Blog

Using machine learning to build a dialect classifier

Jan 17, 2021 | 5 minutes read

dialect-classifier

As a linguist, I have always been curious about how computers can make sense of texts that combine different languages or language varieties. Therefore, I decided to learn more about this and implemented a dialect classifier. That is, an algorithm that would take some text as input and would determine the language variety (or dialect) it represents. To find out how I did it, read this post or take a look at this Jupyter notebook with all the code!

The data

For this project, I used data in Spanish. Spanish is an official language in 20 countries, and it varies greatly from one country to another, which could be an advantage when training the model.

I used data from two different dialects or varieties: Spain and Mexico. The reason for this is that the greatest differences in terms of dialects occur between Spain and Latin American countries. Out of all Spanish-speaking countries in Latin America, I just happened to find more data from Mexico, but any other country would have equally worked. In the future, I expect to expand this project by adding data from other Spanish varieties.

Regarding the specifics of the dataset, it's very simple and it consists of Spanish movie subtitles. There are subtitles from 4 movies produced in Spain and 4 movies produced in Mexico. The movies are:

Dolor y Gloria (2019), Spain
Julieta (2016), Spain
La Piel que Habito (2011), Spain
Los Abrazos Rotos (2009), Spain
Cindy la Regia (2020), Mexico
Roma (2018), Mexico
La Dictadura Perfecta (2014), Mexico
Frida (2002), Mexico

movies

You can access the data here, which is in .csv format. The dataset has 4 columns:

Line: each subtitle line is numbered (this number restarts whenever the movie title changes).
Subtitle: the actual text from each subtitle line.
Movie: the title of the movie the subtitle line belongs to.
Country: country where the movie is from (either Spain or Mexico)

# First ten rows of the dataset

line,subtitle,movie,country,
1,Me gustarÍa ser un hombre,dolor_y_gloria,spain,
2,para baÑarme en el rÍo desnuda.,dolor_y_gloria,spain,
3,¡QuÉ valor!,dolor_y_gloria,spain,
4,"¡QuÉ cosas tienes, Rosita!",dolor_y_gloria,spain,
5,Di que sÍ.,dolor_y_gloria,spain,
6,Y que te dÉ bien el agua en todo el pepe.,dolor_y_gloria,spain,
7,"- ¡Hija mÍa, quÉ gusto!",dolor_y_gloria,spain,
8,"- Pues sÍ, pues sÍ.",dolor_y_gloria,spain,
9,"Oye, antes de echarte al agua,",dolor_y_gloria,spain,

I had to do some pre-processing to clean the data (using the pandas library and regex), as there were some issues with the spelling and punctuation of many of the subtitle lines.

The model

The goal of this project was to use machine learning to train a model that could determine whether a given sentence (i.e., subtitle line) represented the Spanish spoken in Spain or the Spanish spoken in Mexico.

For example, a sentence like está bien chiquito ("it's very small") is characteristic from Mexico, as speakers from Spain would use es muy pequeño instead (same meaning but different vocabulary).

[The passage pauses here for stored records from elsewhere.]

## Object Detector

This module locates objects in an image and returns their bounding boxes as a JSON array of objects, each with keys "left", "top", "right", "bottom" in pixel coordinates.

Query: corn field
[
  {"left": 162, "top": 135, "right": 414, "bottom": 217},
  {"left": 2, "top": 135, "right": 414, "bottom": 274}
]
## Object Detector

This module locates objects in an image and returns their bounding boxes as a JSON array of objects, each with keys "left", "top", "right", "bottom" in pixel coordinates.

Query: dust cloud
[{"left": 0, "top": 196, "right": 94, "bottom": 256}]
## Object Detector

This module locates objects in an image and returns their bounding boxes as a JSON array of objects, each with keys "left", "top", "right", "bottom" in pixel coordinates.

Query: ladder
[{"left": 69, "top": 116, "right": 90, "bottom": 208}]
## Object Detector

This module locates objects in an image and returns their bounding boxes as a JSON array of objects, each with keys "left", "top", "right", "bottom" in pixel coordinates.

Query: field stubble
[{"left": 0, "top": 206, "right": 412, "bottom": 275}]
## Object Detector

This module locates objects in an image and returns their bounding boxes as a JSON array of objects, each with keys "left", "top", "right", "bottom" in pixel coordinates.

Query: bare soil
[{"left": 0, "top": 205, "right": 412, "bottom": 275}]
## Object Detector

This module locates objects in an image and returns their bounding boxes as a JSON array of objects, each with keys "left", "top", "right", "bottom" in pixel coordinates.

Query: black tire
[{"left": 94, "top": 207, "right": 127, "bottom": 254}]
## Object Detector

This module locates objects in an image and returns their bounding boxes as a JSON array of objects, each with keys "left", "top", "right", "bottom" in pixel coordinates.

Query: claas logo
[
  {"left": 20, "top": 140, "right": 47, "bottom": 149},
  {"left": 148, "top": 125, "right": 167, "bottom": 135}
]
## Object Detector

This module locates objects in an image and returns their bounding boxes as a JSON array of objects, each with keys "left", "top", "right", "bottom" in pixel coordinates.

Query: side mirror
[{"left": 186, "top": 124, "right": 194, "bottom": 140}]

It is precisely these dialectal differences that I wanted my model to be able to recognize.

Since the data I had was already labeled ('country' column), I used a classification algorithm. Even though there are several machine learning algorithms for classification, I decided to use a Naive Bayes classifier. These are a type of probabilistic model derived from Bayes' Theorem. I won't go into the details of the algorithm in this post, but you can find a nice explanation here or in the code I used. Basically, this model would calculate the probability of a sentence being from Mexico and the probability of a sentence being from Spain. Then, it would choose the option with the highest probability.

I used the sklearn library from Python to implement the model following the steps below.

Steps

I used label encoding for the 'country' column, which is required to later use our machine learning algorithm. Label encoding converts the labels ('Spain' and 'Mexico') into numbers (0 and 1), as that is considered machine-readable form. To do this, I used LabelEncoder() from scikit-learn.

label_encoder = preprocessing.LabelEncoder()
df['country'] = label_encoder.fit_transform(df['country'])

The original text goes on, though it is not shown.